Joseph told me she is loath to view these images even though she has seen them countless times. She admitted that while researching Alex before his arrival, she had found herself unable to watch YouTube videos of him free soloing. So at least for a low-sensation seeker, as she describes herself, the images spark strong responses.
The slideshow lasted about fifteen minutes; then Joseph started the second part of the test, which she calls the Reward Task. It was a game in which Alex could earn small amounts of money depending on how quickly he pressed the button on a clicker he held in his hand. While Alex clicked away, Joseph monitored a part of the brain called the nucleus accumbens. It’s a structure near the top of the brain stem that processes dopamine, a neurotransmitter that carries electrical impulses between neurons. Most people think of dopamine as the chemical associated with lust, motivation, and addiction, but its function is complex and still not fully understood. What brain researchers do know is that the test Alex was undergoing is known to flood the nucleus accumbens with dopamine in reward-driven people.
When Alex emerged after half an hour in the tube, he looked at Joseph. “I can’t say for sure [if my amygdala was lighting up or not] but I was like, ‘Whatever.’” It felt, he said, “like looking through a curio museum.”
* * *
—
AFTER THE BRAIN SCAN, Joseph gave Alex a personality test. Not surprisingly, he scored as twice as likely to seek high sensations compared to the average person. Yet the test also showed him to be well adjusted emotionally. He scored extremely high in the categories of conscientiousness and premeditation, low in neuroticism.
But there was one outlie
r. Joseph had assumed Alex would score low on disinhibition, a term used in psychology to describe the tendency to be impulsive and unaware or uncaring of social customs. A disinhibited person is also likely to be bad at assessing risk. Joseph had assumed that Alex was not overly disinhibited, because if he were, he would have already killed himself free soloing. But Alex had scored high in this category. I wasn’t surprised, however, knowing what I do about climbing. I see it the opposite way: An inhibited person would never get into free soloing in the first place. But what I find interesting is that while Alex scored high in disinhibition, the test also indicated that he’s highly analytical and punctilious—an unusual combination, according to Joseph. This juxtaposition may point to the tension that I have long sensed in Alex, something MacKinnon also noticed. He described Alex to me as someone who is “constantly suppressing some kind of internal intensity.”

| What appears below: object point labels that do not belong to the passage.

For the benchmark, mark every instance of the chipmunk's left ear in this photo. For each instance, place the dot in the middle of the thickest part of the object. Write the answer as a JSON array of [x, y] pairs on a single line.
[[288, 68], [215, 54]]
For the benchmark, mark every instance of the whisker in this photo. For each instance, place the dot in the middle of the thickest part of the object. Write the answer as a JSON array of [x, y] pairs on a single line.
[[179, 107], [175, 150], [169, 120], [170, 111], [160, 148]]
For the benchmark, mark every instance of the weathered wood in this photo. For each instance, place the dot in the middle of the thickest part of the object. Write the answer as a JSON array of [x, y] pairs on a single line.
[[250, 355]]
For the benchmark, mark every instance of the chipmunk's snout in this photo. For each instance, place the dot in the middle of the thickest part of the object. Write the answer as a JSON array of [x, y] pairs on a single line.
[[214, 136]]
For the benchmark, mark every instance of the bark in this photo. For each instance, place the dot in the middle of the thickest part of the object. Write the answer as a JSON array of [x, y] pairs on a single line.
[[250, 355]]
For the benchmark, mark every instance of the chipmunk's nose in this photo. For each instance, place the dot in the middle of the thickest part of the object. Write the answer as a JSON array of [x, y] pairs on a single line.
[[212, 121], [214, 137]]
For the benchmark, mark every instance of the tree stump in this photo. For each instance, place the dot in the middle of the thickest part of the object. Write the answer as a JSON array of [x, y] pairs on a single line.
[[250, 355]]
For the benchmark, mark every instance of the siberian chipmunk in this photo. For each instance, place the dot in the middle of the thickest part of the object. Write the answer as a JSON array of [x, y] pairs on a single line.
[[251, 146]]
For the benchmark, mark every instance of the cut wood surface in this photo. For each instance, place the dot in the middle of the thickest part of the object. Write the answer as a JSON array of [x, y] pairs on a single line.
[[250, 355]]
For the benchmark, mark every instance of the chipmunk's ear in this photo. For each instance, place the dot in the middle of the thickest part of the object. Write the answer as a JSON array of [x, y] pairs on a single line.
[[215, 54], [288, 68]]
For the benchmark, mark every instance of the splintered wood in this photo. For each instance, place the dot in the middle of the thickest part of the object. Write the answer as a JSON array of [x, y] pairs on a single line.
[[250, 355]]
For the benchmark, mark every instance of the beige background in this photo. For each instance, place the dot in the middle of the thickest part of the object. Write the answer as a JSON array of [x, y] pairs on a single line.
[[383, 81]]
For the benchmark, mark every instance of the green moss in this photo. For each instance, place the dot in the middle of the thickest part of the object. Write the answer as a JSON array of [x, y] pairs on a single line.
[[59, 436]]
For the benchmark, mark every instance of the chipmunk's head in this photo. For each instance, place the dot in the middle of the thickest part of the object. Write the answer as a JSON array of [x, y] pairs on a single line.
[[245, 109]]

It took Joseph a month to study and prepare the results of Alex’s scan. By this point Alex was in China, on his way to climb Getu Arch, one of the world’s most difficult multipitch sport climbs. He was curious about the results, but he had already decided that whatever the brain scan revealed, he was not going to modify his behavior on its account. Joseph had e-mailed Alex four images, two of his brain and two of a control subject’s brain. The pictures showed all activity that had occurred across the entirety of the two tests. The control subject was a rock climber and deemed a high-sensation seeker by the researchers. Alex had met him while he was at the university, and Joseph had scanned the man shortly after Alex. Joseph had made clear from the start that the test results of Alex’s scan were not scientifically valid because there had been only one control. This was not a study that would be published in any medical journals.